When I showed them my blooming mating marks, Chen even laughed and called me lucky.

“Some things are just fated,” I told them haughtily.

It made Frearsosh frown in a way that made my scales itch, but Erish was so hearty in his congratulations that I knew, at least in this, it would be all right.

“You didn’t tell them the biggest news yet,” Felicia reminded me. She might not have realized that the Elders could understand her, because they’d treated a human at the Amaratha last summer—a male named Reid. At the sound of her voice, and the very intriguing comment, all three of them leaned in.

“That is true. Felicia is talking about the Naga we encountered—a Clan. We only saw males, but they were very savage and hostile. There is no record of a pale Clan of Naga with pelts, is there? These had pelts instead of scales.” It was silent for a very long moment, the three Shaman Elders exchanging looks, huddling close as Erish whispered something I could not hear.

“I have no record of Nagas with pelts either,” Auby announced into that silence.

His eyes glowed faintly, not quite that blue from before, but definitely glowing in a way no true Vakarsa eye could.

He was accessing his records, as it turned out.

“I do have a reference in a journal about the Naga genome that indicates a gene is present that could be expressed as fur under the right circumstances.”

“The Revenant is correct,” Erish said. “I have come across such a mention regarding Naga genetics on several occasions as well, but as far as I know—and that is not saying much—it has never occurred in our known history. It is assumed our very ancient ancestors might have needed such an adaptation to survive.” Erish could launch into a very complicated and technical explanation on genetics if you let him, and I was not the only one ready to cut him off before he got truly started.

“Yes, this is a triple discovery of astounding proportions. The ship, you have disabled it? We’ve been monitoring the situation.

There was an EM spike an hour ago, but all is calm now.

” I nodded, my arm finding Felicia because I saw her mouth grow tight.

She did not like being reminded of having to turn her engine off and abandon her ship.

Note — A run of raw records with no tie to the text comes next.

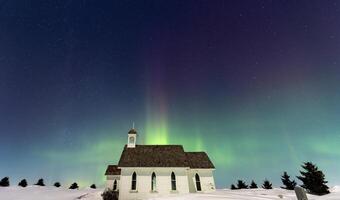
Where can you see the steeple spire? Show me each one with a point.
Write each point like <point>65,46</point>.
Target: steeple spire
<point>132,137</point>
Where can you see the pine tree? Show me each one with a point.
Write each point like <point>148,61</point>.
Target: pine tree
<point>57,184</point>
<point>23,183</point>
<point>289,185</point>
<point>253,185</point>
<point>267,185</point>
<point>4,182</point>
<point>73,186</point>
<point>241,185</point>
<point>40,182</point>
<point>313,179</point>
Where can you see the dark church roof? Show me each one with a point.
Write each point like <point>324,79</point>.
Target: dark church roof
<point>112,170</point>
<point>163,156</point>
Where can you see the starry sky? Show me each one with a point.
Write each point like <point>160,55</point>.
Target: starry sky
<point>255,84</point>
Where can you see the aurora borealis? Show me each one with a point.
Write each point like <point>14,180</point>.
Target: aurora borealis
<point>255,84</point>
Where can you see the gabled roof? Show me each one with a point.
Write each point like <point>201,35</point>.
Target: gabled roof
<point>163,156</point>
<point>112,170</point>
<point>153,156</point>
<point>199,160</point>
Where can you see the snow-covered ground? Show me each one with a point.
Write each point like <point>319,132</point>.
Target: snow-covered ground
<point>53,193</point>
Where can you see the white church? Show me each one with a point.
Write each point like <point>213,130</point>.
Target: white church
<point>146,171</point>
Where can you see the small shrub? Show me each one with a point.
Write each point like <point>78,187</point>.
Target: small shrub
<point>241,185</point>
<point>253,185</point>
<point>73,186</point>
<point>313,179</point>
<point>40,182</point>
<point>110,195</point>
<point>4,182</point>
<point>267,185</point>
<point>57,184</point>
<point>23,183</point>
<point>288,184</point>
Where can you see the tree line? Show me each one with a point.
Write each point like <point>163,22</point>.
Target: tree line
<point>313,180</point>
<point>23,183</point>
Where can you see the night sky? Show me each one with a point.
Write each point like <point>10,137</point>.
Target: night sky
<point>255,84</point>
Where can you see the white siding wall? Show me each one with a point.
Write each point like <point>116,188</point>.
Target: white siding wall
<point>163,182</point>
<point>110,180</point>
<point>206,178</point>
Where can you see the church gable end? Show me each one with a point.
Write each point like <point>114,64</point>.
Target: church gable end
<point>154,156</point>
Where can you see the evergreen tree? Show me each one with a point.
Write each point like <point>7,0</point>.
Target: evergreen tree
<point>110,195</point>
<point>233,187</point>
<point>40,182</point>
<point>253,185</point>
<point>57,184</point>
<point>313,179</point>
<point>267,185</point>
<point>241,185</point>
<point>73,186</point>
<point>289,185</point>
<point>4,182</point>
<point>23,183</point>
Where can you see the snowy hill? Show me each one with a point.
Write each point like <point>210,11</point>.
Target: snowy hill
<point>53,193</point>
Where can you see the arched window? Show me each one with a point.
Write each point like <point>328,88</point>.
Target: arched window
<point>115,185</point>
<point>153,182</point>
<point>173,181</point>
<point>198,182</point>
<point>134,181</point>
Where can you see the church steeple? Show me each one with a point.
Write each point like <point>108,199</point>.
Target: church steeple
<point>132,137</point>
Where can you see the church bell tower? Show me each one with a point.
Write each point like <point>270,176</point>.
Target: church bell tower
<point>132,137</point>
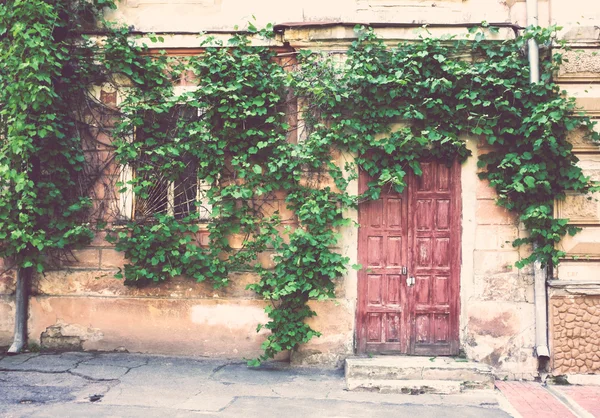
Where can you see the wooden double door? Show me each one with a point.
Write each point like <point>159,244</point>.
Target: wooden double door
<point>409,249</point>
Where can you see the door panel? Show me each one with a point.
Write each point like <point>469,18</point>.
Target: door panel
<point>409,248</point>
<point>383,252</point>
<point>433,204</point>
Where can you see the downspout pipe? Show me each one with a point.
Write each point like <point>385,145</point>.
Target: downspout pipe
<point>539,273</point>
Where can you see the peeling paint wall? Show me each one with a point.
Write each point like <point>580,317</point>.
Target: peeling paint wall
<point>85,307</point>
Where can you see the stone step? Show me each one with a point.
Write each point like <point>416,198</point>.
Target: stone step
<point>403,374</point>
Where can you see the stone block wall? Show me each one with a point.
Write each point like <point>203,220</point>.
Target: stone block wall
<point>497,315</point>
<point>574,307</point>
<point>575,324</point>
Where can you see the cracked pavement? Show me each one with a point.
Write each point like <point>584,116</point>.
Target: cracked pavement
<point>138,385</point>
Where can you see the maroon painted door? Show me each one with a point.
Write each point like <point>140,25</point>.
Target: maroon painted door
<point>409,247</point>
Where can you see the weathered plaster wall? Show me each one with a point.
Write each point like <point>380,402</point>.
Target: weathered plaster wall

When she tucked herself into my side like she had always done that, my chest felt two sizes too small.

She was perfect; I just needed to convince her to stay.

“Then you must stay with the Burrowing Revenant to study it. We will send another Shaman to your camp to assess the situation with this lost Clan.” That was Chen, smoothing over the moment and quickly giving direction.

Frearsosh nodded, said nothing, but I knew Chen would not have spoken if he did not think the oldest of the three agreed.

“Stay on the Revenant, okay, we can do that,” I agreed.

I checked the screen where the energy lock was displayed, my eyes roaming the depicted landscape.

“It appears to be headed straight down across the continent right now, toward a smaller energy spike similar to Felicia’s ship.

This energy signature is located in the Serqethos Desert. ”

“Perfect,” Frearsosh said, his voice dry as dust and grinding across my senses like the droning of a machine.

He creaked, he moved slowly, he was ancient, but he knew everything.

“Your home turf. You’ll have the advantage.

” It wasn’t my home turf in the sense that I was born there; my birth Clan came from clear across the continent we were on, but it was home.

I had missed Serqethos, missed the desert heat and the dry sand.

I could not wait to show it to Felicia. I hoped she’d fall in love with the sand dunes and the oasis by the lake as much as I had.

I hoped that if I could not convince her to stay, maybe Serqethos could.